Neural Network Arctan Activation Function

Neural networks (NNs) are software systems that make predictions. NNs loosely model biological synapses and neurons. A NN requires what’s called a hidden node activation function to compute its output values. The two most common activation functions are the logistic sigmoid (sometimes abbreviated log-sig, log-sigmoid, or just sigmoid) and the hyperbolic tangent (usually abbreviated tanh) functions.

Both the log-sigmoid and tanh functions accept as input any value from negative infinity to positive infinity. The graphs of both functions resemble an S shape. The log-sigmoid returns a value between 0 and 1 (mimicking a neuron firing). The tanh function returns a value between -1 and +1 which isn’t as biologically plausible but (-1, +1) tends to work better.

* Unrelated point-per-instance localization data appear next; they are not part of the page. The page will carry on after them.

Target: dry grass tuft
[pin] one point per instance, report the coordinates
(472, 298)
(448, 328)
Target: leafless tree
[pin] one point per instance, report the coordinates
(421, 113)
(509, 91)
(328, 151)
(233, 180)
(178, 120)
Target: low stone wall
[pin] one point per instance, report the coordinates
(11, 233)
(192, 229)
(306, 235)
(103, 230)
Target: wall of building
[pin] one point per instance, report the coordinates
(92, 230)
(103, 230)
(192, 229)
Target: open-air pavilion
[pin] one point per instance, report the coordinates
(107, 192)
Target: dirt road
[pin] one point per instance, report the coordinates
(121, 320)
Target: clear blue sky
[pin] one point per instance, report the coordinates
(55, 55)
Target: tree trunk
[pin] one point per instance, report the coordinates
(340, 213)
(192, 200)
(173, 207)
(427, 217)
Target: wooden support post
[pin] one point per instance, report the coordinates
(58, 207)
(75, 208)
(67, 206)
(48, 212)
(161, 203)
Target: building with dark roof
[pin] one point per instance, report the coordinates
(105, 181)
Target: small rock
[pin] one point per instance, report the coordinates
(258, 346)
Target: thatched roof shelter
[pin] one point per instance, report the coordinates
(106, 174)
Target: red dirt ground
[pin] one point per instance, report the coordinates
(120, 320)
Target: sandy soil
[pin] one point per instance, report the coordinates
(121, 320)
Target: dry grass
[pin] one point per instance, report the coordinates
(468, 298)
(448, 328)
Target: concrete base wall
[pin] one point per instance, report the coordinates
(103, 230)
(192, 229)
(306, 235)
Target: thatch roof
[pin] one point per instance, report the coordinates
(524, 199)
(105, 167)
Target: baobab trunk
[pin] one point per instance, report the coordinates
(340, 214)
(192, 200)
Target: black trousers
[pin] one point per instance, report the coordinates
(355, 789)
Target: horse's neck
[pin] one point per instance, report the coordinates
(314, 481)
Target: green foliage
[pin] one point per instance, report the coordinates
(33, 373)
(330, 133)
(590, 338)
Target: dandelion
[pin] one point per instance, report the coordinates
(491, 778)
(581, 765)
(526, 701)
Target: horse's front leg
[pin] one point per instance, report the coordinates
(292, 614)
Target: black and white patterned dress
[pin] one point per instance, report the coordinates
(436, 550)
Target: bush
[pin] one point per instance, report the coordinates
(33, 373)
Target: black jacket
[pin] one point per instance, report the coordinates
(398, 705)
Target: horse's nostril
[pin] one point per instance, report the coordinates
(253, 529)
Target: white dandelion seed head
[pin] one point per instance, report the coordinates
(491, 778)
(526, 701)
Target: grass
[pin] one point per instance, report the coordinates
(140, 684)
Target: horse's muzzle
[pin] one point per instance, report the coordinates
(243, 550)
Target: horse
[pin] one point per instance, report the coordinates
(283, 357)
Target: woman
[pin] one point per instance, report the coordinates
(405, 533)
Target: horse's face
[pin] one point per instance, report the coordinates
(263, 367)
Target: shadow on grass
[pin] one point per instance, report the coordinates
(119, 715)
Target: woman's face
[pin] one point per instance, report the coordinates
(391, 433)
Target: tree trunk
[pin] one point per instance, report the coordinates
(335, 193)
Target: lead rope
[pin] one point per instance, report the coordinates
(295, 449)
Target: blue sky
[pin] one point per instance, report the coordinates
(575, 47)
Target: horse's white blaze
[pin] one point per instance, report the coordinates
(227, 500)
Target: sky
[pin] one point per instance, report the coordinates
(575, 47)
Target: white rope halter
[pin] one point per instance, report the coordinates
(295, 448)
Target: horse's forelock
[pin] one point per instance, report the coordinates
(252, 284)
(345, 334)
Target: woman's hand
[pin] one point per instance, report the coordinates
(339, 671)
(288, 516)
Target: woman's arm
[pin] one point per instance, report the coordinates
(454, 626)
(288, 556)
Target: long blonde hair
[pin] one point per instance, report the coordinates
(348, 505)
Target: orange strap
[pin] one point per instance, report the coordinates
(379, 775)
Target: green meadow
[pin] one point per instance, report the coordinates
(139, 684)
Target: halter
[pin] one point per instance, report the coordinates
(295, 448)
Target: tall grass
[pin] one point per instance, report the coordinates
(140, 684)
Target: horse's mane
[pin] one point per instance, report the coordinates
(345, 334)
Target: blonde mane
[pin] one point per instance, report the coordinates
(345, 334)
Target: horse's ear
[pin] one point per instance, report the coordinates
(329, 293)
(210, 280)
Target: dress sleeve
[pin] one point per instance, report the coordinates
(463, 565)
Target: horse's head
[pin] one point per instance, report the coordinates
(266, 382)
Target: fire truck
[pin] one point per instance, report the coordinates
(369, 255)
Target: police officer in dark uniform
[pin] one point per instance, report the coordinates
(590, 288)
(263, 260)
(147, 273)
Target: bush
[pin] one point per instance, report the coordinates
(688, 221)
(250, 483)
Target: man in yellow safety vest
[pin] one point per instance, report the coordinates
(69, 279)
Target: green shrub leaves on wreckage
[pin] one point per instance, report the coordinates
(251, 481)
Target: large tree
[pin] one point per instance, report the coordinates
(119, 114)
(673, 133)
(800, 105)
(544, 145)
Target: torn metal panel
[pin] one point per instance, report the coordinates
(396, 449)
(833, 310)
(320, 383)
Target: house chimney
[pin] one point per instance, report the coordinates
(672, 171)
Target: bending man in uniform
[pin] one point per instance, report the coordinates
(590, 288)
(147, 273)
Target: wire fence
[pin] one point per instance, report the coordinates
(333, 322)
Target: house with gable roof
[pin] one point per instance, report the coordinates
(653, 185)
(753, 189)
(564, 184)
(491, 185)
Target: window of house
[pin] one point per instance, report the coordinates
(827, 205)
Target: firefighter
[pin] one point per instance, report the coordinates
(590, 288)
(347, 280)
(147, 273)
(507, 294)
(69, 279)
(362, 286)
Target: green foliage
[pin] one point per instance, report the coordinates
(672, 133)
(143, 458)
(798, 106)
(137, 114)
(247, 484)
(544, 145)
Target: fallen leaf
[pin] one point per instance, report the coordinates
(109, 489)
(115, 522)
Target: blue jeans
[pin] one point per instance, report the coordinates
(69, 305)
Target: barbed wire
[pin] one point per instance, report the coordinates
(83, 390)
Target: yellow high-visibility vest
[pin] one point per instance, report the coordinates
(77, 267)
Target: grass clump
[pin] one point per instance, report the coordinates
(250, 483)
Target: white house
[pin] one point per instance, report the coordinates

Other activation functions are, in principal, potentially superior to log-sigmoid and tanh. Briefly, functions that have a bit flatter S shape have better discriminatory power. The main reason why log-sigmoid and tanh are used is that their calculus derivatives, which are needed by the most common training algorithm back-propagation, are computationally convenient to compute.

Back-propagation resembles:

set NN weights to random values
loop
  compute output values
  compare computed output values to correct target values
  use activation derivative to update weights
    so outputs are closer to target
end-loop

The derivative of most functions is based on the input value, x. For example, if y = 3x^2, then the derivative is 6x. But, the derivatives of log-sigmoid and tanh can, quite surprisingly, be defined in terms of the output, y. The derivative of y = log-sigmoid(x) is y * (1-y). The derivative of y = tanh(x) = (1 – y) * ( 1+ y).

So what’s the point? Notice in the pseudo-code above, before you need the derivative of the activation function, you must compute the output values. This makes calculating the derivative of log-sigmoid or tanh very easy because the derivatives can, by an algebra coincidence, defined in terms of the output values.

I was investigating using the arctan function for hidden node activation. It returns a value between -1.57 and +1.57 and is flatter than log-sigmoid or tanh. The derivative of arctan(x) is 1 / (1 + x^2). I coded up a demo using arctan activation and it worked well in some situations, not so well in others. The only implementation detail was that when computing the output value, I had to save the input value so it could be used later to compute the derivative.